From Our Founder;
On Sunday 31st May 2026, I will stand at the start line of the 10K at the Great Manchester Run.
I will not be sixty.
I will have turned sixty-two on 12th May.
And I will be running barefoot.
This is the 40@60 Challenge, and over time its meaning has grown deeper.
In Scripture, the number forty often marks seasons of formation, times of preparation, wilderness, and transformation. But 40@60 now carries another declaration as well: forty is the new sixty. Or perhaps more personally, that even in our sixties we do not have to accept decline as destiny.
The challenge itself is simple to explain but demanding to live: to remain as fit, disciplined, and alive at sixty-two as many people once expected to be at forty. It is not about chasing youth or denying age, but about redefining what maturity can look like; strength combined with wisdom, endurance shaped by humility, and energy directed by purpose.
Running barefoot is a deliberate part of that story. Leadership, after all, must remain connected to the ground. Many of the children we serve through Kanzi Kibera Friends grow up with very little between their feet and the earth, and running this way reminds me how easily comfort can distance us from compassion. Barefoot running demands attentiveness; you cannot run carelessly. Every step must be thoughtful, every landing gentle, every moment present. In its own quiet way, it reflects the spirit of WholeMission leadership; grounded, aware, and intentional.
There is a familiar cultural narrative that suggests our sixties should be a time to slow down and step back. But what if this decade is not a winding down, but a recalibration? A season of sharper clarity, leaner focus, and deeper investment in the next generation. At sixty-two I am not competing with thirty-year-olds; I am competing with complacency.
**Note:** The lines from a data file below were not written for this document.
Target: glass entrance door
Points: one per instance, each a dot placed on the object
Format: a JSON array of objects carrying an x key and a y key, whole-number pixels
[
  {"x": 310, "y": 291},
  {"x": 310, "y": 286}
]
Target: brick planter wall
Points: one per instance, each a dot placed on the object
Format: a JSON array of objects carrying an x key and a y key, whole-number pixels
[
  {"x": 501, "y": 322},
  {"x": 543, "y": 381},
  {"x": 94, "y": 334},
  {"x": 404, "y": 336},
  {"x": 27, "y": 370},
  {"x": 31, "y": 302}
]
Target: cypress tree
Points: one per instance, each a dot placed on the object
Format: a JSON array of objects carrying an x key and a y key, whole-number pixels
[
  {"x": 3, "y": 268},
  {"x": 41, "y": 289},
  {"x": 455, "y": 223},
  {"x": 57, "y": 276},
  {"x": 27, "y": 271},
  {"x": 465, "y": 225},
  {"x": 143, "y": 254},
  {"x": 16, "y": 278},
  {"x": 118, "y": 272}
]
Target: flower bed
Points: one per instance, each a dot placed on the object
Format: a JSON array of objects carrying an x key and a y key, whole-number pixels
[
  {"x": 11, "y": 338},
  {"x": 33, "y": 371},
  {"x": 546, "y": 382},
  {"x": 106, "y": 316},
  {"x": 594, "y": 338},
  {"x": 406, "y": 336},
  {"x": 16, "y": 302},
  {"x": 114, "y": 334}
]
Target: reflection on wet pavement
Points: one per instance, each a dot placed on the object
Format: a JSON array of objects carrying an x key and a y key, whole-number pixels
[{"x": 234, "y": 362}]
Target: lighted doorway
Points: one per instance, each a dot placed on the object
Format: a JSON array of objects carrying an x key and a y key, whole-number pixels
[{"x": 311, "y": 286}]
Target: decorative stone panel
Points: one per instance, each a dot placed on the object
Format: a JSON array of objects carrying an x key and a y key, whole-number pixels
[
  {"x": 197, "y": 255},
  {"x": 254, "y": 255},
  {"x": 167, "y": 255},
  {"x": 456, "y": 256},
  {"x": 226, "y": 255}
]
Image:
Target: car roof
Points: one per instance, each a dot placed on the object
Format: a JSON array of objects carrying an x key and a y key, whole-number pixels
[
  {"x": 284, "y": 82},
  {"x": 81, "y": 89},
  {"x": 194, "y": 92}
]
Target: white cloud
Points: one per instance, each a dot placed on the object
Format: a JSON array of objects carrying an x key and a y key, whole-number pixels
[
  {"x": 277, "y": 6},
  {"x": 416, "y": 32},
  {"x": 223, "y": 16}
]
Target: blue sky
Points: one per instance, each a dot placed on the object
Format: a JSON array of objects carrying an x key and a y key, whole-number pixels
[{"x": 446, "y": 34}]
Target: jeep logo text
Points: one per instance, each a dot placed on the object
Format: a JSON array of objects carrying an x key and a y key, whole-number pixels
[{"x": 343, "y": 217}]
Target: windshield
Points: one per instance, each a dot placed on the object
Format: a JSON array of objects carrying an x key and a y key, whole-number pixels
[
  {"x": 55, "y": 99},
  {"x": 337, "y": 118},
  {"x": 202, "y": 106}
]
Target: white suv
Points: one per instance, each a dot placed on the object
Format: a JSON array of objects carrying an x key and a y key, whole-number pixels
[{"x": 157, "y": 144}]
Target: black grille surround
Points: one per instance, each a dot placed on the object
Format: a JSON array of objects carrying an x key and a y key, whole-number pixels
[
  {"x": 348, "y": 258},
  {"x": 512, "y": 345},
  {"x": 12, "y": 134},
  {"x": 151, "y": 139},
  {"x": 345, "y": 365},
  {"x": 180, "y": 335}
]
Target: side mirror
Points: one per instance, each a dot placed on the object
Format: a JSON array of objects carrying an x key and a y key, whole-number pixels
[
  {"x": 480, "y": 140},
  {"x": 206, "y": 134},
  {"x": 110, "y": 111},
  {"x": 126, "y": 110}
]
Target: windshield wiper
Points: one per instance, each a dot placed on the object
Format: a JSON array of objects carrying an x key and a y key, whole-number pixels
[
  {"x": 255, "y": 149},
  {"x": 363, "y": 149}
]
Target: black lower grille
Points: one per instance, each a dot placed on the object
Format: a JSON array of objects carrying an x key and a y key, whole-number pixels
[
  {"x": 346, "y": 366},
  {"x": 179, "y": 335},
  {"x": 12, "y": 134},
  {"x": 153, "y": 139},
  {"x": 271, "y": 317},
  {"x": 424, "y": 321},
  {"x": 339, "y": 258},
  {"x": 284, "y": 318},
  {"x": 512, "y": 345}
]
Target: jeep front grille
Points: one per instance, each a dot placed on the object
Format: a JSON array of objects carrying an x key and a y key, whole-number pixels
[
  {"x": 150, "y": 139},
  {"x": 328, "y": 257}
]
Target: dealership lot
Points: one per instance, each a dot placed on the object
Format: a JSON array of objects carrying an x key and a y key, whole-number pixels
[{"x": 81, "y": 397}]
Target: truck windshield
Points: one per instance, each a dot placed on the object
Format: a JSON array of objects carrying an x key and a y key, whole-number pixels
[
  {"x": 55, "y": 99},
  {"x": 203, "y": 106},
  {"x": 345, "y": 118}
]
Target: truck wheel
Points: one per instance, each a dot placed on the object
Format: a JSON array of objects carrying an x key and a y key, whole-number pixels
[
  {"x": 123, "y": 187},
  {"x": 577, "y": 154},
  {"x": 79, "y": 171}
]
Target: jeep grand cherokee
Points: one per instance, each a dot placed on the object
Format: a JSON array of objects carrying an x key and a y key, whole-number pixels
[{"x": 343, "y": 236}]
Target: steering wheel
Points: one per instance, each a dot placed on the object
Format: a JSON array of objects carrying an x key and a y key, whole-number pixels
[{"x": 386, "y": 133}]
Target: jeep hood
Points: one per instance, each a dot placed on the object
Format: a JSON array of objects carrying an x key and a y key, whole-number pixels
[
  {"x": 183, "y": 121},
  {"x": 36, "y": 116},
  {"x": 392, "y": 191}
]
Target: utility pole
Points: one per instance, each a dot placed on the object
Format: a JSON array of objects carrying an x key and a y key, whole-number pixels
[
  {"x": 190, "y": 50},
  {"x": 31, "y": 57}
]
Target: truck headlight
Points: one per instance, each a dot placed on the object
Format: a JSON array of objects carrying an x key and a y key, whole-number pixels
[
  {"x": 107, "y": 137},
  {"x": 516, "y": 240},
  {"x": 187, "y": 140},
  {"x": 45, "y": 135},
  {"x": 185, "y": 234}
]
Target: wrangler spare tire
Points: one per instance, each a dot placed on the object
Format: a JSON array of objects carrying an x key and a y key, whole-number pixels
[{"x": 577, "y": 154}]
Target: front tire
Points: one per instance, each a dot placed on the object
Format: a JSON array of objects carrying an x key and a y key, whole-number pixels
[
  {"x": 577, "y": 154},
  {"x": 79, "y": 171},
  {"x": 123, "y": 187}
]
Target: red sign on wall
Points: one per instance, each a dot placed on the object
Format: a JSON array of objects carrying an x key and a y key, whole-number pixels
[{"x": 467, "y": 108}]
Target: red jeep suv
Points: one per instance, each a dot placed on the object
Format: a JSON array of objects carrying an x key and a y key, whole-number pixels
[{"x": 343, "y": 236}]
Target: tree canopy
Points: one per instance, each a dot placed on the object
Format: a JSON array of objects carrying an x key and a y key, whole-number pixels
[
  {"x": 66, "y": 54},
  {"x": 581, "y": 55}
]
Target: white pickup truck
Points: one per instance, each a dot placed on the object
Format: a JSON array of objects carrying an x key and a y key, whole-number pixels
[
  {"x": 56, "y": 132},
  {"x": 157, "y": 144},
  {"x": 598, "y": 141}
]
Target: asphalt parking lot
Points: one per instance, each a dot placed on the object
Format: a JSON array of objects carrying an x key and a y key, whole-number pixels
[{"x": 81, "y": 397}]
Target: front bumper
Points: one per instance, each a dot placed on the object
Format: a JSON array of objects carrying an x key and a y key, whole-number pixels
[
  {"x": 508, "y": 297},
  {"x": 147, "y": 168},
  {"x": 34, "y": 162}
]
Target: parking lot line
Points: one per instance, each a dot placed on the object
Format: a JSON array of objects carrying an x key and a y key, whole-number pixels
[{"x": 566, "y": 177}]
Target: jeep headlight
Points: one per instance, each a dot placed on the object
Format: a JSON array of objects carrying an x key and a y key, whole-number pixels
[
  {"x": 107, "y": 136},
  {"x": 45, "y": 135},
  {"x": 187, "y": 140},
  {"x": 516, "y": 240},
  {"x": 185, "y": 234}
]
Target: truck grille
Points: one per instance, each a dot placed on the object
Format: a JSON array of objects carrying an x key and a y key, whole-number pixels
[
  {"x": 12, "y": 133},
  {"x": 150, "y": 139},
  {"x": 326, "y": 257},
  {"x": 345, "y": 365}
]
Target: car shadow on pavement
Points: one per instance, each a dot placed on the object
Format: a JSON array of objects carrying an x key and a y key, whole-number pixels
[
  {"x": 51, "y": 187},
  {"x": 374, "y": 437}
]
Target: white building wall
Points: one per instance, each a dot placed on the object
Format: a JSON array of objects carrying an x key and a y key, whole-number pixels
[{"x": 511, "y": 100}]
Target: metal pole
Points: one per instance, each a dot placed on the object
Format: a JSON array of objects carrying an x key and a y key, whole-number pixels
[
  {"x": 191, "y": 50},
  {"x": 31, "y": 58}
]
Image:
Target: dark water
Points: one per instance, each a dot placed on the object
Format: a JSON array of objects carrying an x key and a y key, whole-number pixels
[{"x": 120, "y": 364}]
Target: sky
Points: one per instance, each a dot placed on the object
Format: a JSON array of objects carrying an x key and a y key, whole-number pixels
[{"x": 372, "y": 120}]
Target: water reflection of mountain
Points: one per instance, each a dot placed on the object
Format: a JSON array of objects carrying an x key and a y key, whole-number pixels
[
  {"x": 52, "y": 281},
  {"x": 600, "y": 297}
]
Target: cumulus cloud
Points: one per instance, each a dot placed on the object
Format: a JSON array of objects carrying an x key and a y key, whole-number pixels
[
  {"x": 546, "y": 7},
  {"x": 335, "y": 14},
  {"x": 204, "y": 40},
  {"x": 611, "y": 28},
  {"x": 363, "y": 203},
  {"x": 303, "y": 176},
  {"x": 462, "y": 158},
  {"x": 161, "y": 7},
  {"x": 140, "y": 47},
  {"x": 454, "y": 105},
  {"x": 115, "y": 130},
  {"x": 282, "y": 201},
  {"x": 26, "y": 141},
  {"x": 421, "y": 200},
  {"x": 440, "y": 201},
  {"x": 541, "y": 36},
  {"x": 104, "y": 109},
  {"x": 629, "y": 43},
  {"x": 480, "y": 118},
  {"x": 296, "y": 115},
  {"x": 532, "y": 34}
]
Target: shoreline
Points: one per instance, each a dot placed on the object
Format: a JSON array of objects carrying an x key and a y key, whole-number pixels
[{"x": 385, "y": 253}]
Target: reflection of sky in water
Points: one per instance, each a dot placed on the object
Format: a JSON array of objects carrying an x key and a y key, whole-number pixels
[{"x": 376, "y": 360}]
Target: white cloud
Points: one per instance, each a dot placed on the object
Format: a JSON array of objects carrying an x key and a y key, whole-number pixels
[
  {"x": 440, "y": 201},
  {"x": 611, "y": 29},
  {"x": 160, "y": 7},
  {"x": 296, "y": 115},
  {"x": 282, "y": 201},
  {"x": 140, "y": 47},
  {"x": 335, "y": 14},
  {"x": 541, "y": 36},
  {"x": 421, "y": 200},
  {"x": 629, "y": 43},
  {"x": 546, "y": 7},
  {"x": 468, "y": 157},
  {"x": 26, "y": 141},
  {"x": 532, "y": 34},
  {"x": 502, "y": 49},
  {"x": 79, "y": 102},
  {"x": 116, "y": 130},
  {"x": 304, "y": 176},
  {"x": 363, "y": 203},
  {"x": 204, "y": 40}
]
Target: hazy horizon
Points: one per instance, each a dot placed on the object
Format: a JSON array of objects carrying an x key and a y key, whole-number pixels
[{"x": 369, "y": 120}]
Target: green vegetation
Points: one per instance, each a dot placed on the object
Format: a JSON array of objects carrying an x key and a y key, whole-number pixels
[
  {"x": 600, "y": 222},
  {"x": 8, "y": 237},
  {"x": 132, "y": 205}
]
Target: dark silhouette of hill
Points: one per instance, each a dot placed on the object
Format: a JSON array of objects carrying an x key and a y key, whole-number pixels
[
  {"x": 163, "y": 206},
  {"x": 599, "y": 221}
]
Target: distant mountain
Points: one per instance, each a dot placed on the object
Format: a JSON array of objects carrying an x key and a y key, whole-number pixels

When I run in Manchester, I will carry Kibera with me. When my feet meet the tarmac, I will remember dusty paths. When the lungs burn, I will remember the resilience of the communities we serve. The 40@60 Challenge helps support the daily feeding of more than 600 children, education and mentorship pathways, the development of the Kanzi Resource Centre, and practical solutions that link rural farmers to urban families in need.
This is not athletic ego. It is embodied solidarity.
At this stage of life, the real question is no longer what we can build for ourselves, but what strength we can transfer to others. Physical vitality matters because mission requires stamina. Leadership requires energy. Legacy requires longevity.
If at sixty-two I can stand barefoot at the start line and finish well, perhaps it proves something larger; that purpose keeps us young, that service sustains vitality, and that disciplined living extends the reach of our impact.
If this story resonates with you, there are many ways to join the journey: by sponsoring the run, supporting a child, sharing the story, praying with us, or even taking on your own “40@60” challenge.
Because this is not only about a race.
It is about rewriting the story of ageing, leadership, and solidarity.
Sixty-two. Barefoot. Present. Grateful. Still running—and not alone.